Hello legs and hips! – Tue 11.14.17
Strength: Deadlift 5-5-5-5-5
Conditioning: Reps of 42-30-18:
– Wall Balls (20/14# to 10′, Health: 14/10# to 9′)
– Box Jumps (24/20″, Health: As high as possible landing in power stance)
Box jumps are the most common jump variation in exercise programs for good reason – they decrease joint stress and provide a low stress environment to express power and practice sound landing mechanics. When compared to the landing height from a vertical jump, the box jump has significantly less compressive stress. Likewise, when compared to the broad jump, the box jump has less shear stress and compressive stress at the knee. If you are doing them right! That’s why we like to see people land in a power stance.
Haphazard, random landings allow for sloppy mechanics to take place. Strive for the following:
- Feet are flat at landing rather than exhibiting an anterior or posterior weight shift.
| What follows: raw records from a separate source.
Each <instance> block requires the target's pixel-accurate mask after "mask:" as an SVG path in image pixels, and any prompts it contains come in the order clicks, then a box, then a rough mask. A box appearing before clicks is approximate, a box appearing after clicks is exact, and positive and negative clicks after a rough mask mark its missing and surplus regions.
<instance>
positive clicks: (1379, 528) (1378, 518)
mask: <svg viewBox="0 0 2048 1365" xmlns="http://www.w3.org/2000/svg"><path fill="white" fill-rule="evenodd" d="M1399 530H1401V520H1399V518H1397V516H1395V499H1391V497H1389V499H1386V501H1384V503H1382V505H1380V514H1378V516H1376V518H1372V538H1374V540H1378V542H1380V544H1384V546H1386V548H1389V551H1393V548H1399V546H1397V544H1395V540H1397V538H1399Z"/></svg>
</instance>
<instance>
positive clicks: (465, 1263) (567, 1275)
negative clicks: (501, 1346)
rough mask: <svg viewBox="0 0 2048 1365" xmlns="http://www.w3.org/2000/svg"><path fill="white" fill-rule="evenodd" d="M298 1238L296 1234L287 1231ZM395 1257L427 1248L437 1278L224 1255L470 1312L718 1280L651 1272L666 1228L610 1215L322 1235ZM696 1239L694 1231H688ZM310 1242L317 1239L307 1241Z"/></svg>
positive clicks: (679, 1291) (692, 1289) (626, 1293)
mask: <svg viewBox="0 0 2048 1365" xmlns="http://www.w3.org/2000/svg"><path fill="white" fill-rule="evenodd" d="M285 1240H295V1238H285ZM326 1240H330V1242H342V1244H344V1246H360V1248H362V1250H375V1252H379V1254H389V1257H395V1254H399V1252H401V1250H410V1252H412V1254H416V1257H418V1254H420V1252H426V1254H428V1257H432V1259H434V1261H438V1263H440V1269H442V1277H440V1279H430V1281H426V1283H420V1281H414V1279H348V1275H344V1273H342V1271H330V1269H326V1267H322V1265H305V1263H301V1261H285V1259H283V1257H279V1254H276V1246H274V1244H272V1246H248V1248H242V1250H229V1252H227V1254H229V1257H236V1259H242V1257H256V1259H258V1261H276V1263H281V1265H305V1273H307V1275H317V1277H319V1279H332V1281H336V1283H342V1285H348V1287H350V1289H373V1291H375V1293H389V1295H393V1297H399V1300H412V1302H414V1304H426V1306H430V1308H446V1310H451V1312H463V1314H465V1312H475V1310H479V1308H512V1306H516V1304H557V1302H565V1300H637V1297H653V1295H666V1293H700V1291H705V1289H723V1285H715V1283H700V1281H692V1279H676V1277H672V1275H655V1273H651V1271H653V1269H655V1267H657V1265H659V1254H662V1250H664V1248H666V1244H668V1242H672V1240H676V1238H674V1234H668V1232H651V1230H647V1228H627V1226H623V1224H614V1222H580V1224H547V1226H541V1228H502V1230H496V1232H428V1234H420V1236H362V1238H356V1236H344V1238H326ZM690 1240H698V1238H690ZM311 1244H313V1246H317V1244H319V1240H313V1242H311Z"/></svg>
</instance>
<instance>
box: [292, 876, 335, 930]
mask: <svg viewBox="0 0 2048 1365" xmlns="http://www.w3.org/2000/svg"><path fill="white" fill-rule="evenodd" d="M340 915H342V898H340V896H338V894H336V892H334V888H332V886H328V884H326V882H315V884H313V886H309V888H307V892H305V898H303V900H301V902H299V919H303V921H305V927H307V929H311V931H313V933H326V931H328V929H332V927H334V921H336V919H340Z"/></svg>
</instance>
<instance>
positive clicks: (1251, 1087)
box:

- Knees are neutral, rather than in valgus or varus (diving in or diving out).
- Abs are braced. Any rounding of the back and trunk shows a power leak that will cascade down the kinetic chain.
- Eyes and chest are up. If your landing in any sport leaves you bent over and looking at the ground, you’ll get lit up.
- Pause and momentarily hold position at the top of the jump to decrease injury risk.